Big "T" versus Little "t"
Essentials versus Non-essentials
A lesson from history:
Please listen to the first few minutes of this ancient recording:
http://www.youtube.com/watch?v=R6AOvStZS64
Notice how Bishop Fulton Sheen says in 1941 that the Church does not change ancient customs but holds onto them. What happened about twenty years later with Vatican II? Why were so many ancient customs tossed out all in the name of the so-called Big T versus the little unessential t?
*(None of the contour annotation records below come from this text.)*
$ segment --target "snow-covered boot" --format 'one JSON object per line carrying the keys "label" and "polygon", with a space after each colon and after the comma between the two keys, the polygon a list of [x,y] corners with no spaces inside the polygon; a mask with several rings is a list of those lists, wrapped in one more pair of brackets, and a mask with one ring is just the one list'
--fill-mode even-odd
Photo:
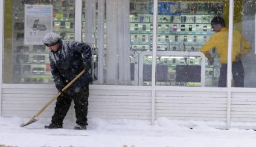
{"label": "snow-covered boot", "polygon": [[76,125],[74,128],[74,130],[86,130],[86,125]]}
{"label": "snow-covered boot", "polygon": [[48,128],[48,129],[62,128],[62,125],[51,123],[51,124],[50,124],[49,125],[45,125],[45,128]]}

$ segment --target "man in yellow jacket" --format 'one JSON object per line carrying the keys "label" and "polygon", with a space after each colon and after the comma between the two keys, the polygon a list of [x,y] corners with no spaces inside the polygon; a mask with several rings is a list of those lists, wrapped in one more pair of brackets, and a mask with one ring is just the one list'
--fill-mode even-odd
{"label": "man in yellow jacket", "polygon": [[[211,22],[214,31],[216,33],[213,34],[210,40],[202,46],[201,52],[208,59],[210,65],[213,63],[209,51],[215,48],[220,57],[220,63],[222,67],[220,69],[220,77],[218,87],[226,87],[227,58],[228,30],[225,27],[224,19],[216,16]],[[243,46],[243,49],[241,47]],[[242,55],[246,54],[251,49],[250,43],[243,37],[241,33],[234,30],[233,31],[233,46],[232,55],[232,74],[234,84],[235,87],[244,87],[245,70],[241,61]]]}

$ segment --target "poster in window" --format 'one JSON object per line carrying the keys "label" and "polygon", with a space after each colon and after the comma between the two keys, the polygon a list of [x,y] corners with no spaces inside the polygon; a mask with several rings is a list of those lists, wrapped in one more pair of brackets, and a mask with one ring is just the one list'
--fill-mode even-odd
{"label": "poster in window", "polygon": [[24,44],[42,45],[43,36],[53,31],[52,5],[25,5]]}

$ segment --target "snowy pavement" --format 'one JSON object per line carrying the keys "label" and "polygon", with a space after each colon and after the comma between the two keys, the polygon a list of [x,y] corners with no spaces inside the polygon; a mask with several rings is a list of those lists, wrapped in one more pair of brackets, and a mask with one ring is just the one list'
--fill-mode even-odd
{"label": "snowy pavement", "polygon": [[[250,147],[256,146],[256,131],[249,130],[215,129],[204,122],[184,121],[162,117],[155,125],[150,121],[127,119],[89,120],[87,130],[74,130],[74,122],[65,120],[63,129],[46,130],[50,119],[40,118],[21,128],[28,121],[20,117],[0,117],[0,146],[74,147]],[[219,125],[222,122],[211,122]],[[2,145],[2,146],[1,146]]]}

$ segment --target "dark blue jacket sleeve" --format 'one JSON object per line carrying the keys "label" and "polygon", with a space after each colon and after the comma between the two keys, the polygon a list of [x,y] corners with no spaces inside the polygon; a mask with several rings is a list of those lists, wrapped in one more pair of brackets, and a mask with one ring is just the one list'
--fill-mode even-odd
{"label": "dark blue jacket sleeve", "polygon": [[56,64],[53,61],[53,59],[51,58],[51,56],[49,57],[50,63],[51,66],[51,74],[53,75],[53,80],[55,83],[55,86],[56,86],[57,89],[59,91],[62,91],[62,89],[66,86],[64,81],[62,80],[60,74],[59,72],[58,69],[57,68]]}
{"label": "dark blue jacket sleeve", "polygon": [[92,66],[92,49],[89,45],[85,43],[74,42],[72,48],[80,52],[83,56],[83,61],[86,70],[89,70]]}

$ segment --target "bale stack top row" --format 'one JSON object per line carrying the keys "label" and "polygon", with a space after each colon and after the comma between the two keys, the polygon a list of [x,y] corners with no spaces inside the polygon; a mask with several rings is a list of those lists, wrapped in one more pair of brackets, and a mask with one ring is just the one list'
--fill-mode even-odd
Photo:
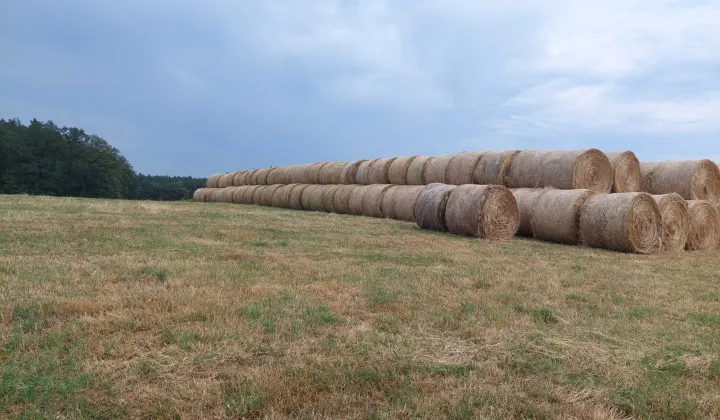
{"label": "bale stack top row", "polygon": [[324,162],[216,174],[208,188],[276,184],[503,185],[600,193],[677,193],[720,202],[720,169],[710,160],[640,163],[632,152],[494,150]]}

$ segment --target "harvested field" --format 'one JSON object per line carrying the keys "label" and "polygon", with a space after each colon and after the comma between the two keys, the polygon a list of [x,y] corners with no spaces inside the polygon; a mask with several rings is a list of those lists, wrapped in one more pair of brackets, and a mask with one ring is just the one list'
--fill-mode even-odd
{"label": "harvested field", "polygon": [[5,418],[719,418],[720,253],[0,197]]}

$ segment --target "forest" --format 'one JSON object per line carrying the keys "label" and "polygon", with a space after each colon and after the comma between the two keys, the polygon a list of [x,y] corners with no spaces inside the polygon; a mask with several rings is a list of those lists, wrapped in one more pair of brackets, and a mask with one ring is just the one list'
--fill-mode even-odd
{"label": "forest", "polygon": [[118,149],[80,128],[0,119],[0,194],[184,200],[206,179],[136,173]]}

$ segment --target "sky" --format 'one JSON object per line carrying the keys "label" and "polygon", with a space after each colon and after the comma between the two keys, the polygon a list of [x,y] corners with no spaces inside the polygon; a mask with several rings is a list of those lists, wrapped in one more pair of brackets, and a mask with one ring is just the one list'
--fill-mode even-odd
{"label": "sky", "polygon": [[0,118],[142,173],[490,149],[720,161],[717,0],[0,0]]}

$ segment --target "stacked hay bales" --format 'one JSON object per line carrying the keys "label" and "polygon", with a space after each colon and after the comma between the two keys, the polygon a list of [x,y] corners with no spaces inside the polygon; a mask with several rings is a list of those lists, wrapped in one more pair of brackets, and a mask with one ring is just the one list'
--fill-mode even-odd
{"label": "stacked hay bales", "polygon": [[460,185],[445,209],[451,233],[482,239],[510,239],[520,225],[520,212],[510,190],[500,185]]}
{"label": "stacked hay bales", "polygon": [[423,229],[447,232],[445,210],[450,193],[455,188],[446,184],[430,184],[423,188],[413,209],[415,223]]}
{"label": "stacked hay bales", "polygon": [[720,216],[710,202],[689,200],[688,202],[688,251],[709,251],[720,245]]}
{"label": "stacked hay bales", "polygon": [[589,247],[654,254],[662,248],[662,232],[660,210],[649,194],[596,194],[580,211],[580,239]]}
{"label": "stacked hay bales", "polygon": [[690,216],[688,204],[679,194],[654,195],[663,224],[663,251],[685,249],[688,240]]}
{"label": "stacked hay bales", "polygon": [[640,166],[645,192],[720,202],[720,169],[711,160],[644,162]]}
{"label": "stacked hay bales", "polygon": [[612,192],[638,192],[642,188],[642,168],[635,153],[607,153],[613,167]]}
{"label": "stacked hay bales", "polygon": [[532,237],[532,216],[538,199],[547,191],[542,188],[516,188],[512,190],[515,202],[520,212],[520,225],[518,226],[518,236]]}
{"label": "stacked hay bales", "polygon": [[510,160],[503,176],[509,188],[553,187],[609,193],[613,183],[610,160],[597,149],[523,150]]}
Look at some of the changes in the Catholic Church:
(1) A new Mass with prayers being added and others discarded
(2) A new Nicene Creed
(3) Women Eucharistic Ministers
(4) Female Altar Servers
(5) A complete revision of all the seven Sacraments
(6) A complete revision of the prayers of exorcism
(7) Dropping of the prayers to St. Michael to protect us from Satan said at the end of the Mass before 1962
(8) A dramatic increase in the number of exorcisms performed in Rome within the last ten years
Have we Orthodox made changes and concessions? Yes. I will name at least three:
(1) The New Calendar was adopted around 1921. Is the Old Calendar one of those non-essentials? And doesn't the new calendar lessen the days of fasting since the Apostles Fast is affected?
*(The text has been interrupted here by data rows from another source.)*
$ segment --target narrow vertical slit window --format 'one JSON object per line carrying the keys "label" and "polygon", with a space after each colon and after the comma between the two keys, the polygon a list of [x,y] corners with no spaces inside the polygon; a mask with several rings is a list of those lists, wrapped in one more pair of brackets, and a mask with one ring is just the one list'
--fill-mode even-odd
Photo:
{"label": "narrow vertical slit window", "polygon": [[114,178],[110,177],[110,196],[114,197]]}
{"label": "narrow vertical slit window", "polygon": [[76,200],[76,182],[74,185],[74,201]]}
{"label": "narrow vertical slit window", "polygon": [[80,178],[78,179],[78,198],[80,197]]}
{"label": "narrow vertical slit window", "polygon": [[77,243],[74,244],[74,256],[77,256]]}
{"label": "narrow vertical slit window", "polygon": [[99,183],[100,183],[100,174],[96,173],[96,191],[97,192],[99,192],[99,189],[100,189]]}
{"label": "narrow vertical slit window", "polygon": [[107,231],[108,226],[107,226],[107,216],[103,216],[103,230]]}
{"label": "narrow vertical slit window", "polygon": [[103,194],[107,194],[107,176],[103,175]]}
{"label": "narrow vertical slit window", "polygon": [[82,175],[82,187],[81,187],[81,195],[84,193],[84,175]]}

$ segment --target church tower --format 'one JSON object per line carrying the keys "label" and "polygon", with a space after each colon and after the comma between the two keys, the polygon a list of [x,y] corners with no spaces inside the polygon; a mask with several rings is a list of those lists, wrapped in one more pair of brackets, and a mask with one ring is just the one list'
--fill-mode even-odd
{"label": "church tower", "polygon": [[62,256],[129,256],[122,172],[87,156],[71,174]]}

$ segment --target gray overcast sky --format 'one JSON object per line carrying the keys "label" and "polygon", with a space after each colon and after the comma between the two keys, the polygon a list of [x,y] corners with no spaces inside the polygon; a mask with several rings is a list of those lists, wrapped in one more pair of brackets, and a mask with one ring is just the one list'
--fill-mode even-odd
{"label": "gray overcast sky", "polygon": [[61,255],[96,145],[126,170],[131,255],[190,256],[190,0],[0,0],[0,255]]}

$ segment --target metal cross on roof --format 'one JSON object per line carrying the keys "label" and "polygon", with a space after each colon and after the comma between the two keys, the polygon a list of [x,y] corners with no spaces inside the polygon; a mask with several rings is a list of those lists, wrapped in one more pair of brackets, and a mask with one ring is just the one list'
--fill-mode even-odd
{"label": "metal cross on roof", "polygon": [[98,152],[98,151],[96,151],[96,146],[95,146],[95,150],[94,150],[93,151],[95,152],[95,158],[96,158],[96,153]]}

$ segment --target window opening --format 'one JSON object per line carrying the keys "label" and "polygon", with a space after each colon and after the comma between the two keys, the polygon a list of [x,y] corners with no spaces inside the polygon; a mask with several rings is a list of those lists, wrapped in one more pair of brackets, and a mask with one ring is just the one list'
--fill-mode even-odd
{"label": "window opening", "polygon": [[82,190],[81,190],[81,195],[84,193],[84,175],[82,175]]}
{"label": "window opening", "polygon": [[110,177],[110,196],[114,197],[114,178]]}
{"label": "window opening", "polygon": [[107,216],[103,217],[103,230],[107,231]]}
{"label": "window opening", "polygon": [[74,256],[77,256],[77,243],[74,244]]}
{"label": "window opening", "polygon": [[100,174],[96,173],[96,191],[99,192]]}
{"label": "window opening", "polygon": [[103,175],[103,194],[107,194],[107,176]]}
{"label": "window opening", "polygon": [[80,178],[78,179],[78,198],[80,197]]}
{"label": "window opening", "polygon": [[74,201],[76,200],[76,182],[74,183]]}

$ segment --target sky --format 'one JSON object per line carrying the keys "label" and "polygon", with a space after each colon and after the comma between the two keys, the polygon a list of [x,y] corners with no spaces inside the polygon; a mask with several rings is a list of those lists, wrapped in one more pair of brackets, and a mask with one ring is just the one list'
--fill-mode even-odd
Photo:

(2) A few Orthodox Theologians have been discussing changing the date of Pascha as they do in the Finnish Orthodox Church so that it coincides with Western Easter. Is this another non-essential then? What will happen with the Holy Fire in Jerusalem that is calculated on the Old Calendar?
(3) The Divine Liturgy according the Greek Typica was shortened around 1920 by the removal of the Beatitudes and some of the post-communion litanies, especially the prayers for the faithful departed and the catechumens. Are these prayers then non-essential?